A note about plagiarism

Resources
CSLU Speech Toolkit
Tcl/tk

CS550 Spoken Dialogue Systems
Summer 2010

 

Instructor
Peter Heeman

When
Monday/Wednesday 4:00pm-5:30pm

Where
Wilson Clark Center 403

3 credits
Bulletin Board


Course Information

Spoken dialogue systems are already being deployed to help people find out flight information, trade stock, access email, and find out traffic conditions. With the continuing advancements in speech technology, more information and services will become readily available. A simple cell phone will be enough to hook into the information age.

This course teaches the fundamentals of spoken dialogue systems. Spoken dialogue systems include components for speech recognition, parsing, semantic interpretation, dialogue management, text generation, speech synthesis, and agent architecture. The course will be organized in terms of 3 frameworks for dialogue management: finite-state machines, form-filling, and speech-act reasoning. We will examine how speech recognition, parsing, and semantic interpretation fit into each framework. We will also contrast hand-crafting a dialogue manager with using machine learning.

There is no textbook for the class.


Prerequisites

Programming assignments will be in Tcl/Tk and will use the CSLU toolkit. No prior experience with either is required.

During the course, we will be going into the basics of different formalisms for expressing knowledge, such as finite state machines and context free grammars. Students will be taught the basics of these different formalisms, and are not expected to have already taken a course on automata and formal languages.


CSLU Speech Toolkit

Students will be using the CSLU Speech Toolkit for this class. It has been loaded on the CSE Windows machines. For students who have their own Windows-based PC, they can download it and install it for free onto their own machines. Instructions for downloading it are located at http://cslu.cse.ogi.edu/toolkit/download. The toolkit has many aspects to it. We will be using it solely to build spoken dialogue systems, starting with the Rapid Application Development (RAD) environment. Check out http://cslu.cse.ogi.edu/toolkit/docs/2.0/apps/rad/. This page has a series of tutorials.

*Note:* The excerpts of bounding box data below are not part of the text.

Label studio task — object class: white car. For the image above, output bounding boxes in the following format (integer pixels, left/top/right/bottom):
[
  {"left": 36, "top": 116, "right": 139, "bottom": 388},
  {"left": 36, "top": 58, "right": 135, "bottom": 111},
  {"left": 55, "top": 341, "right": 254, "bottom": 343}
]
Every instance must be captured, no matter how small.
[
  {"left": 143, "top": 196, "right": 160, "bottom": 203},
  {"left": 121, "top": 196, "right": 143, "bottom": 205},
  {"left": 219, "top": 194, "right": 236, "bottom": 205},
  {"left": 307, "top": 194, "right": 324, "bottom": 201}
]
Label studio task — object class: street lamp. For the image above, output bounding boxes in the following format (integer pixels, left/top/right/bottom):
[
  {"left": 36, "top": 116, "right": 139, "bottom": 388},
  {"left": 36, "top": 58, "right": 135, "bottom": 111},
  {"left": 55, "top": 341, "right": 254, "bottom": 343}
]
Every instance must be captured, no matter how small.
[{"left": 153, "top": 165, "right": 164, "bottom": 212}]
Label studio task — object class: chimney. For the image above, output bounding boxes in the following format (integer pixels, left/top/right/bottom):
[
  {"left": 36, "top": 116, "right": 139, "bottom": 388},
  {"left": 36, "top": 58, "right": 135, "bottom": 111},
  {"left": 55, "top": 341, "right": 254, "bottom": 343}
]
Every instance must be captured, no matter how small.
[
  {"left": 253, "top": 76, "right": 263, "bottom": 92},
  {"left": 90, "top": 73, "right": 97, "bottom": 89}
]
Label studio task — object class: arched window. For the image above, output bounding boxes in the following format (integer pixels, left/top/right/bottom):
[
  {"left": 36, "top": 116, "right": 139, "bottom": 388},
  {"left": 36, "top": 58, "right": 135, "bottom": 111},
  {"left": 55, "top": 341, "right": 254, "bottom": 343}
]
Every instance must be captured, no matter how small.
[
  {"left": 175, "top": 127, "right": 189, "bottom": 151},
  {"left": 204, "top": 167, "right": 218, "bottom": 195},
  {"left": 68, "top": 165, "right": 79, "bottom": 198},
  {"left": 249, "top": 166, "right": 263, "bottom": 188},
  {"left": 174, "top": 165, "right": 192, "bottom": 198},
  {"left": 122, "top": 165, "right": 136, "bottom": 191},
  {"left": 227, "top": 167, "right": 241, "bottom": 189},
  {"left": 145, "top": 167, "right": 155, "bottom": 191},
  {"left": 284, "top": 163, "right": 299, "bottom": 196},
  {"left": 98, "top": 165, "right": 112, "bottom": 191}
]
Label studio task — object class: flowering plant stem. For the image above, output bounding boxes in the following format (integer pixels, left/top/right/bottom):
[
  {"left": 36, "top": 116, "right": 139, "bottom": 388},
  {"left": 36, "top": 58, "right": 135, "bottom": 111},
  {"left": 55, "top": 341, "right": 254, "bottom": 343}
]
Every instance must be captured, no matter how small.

In particular, tutorial 1, 2, 6, 11, 15, and 16 are particularly useful. The others use features of RAD that we will not be exploring.

Tcl/Tk

The CSLU Speech Toolkit allows you to incorporate Tck/Tk code in building your spoken dialogue systems with RAD. If you want to bypass the graphical interface of RAD, the toolkit has functions written that can be easily incorporated into a Tck/TK program. Hence, in this course, we be using Tcl/Tk. Tcl/Tk is automatically installed with the toolkit. Some of the tutorials mentioned in the previous section focus on using Tcl/TK. Other sources of information are located at http://tcl.ActiveState.com/doc. Tcl is a scripting language and Tk is a graphics toolkit. You will be mainly using the Tcl part.

Here is some information that I compiled about Tcl/Tk to get you started.


Homework

For each section, there will be a homework assignment, which will involve either creating a technology or incorporating it into a spoken dialogue system.

Final Project

Toward the end of the course, students will do a final project, which can be individual or group-based (at most 3 students). Groups will build on the systems that they have built during the homework assignments. Below are some example projects. The writeup would discuss the application and the needed capabilities of the spoken dialogue system. It would discuss and justify the choices in underlying technology.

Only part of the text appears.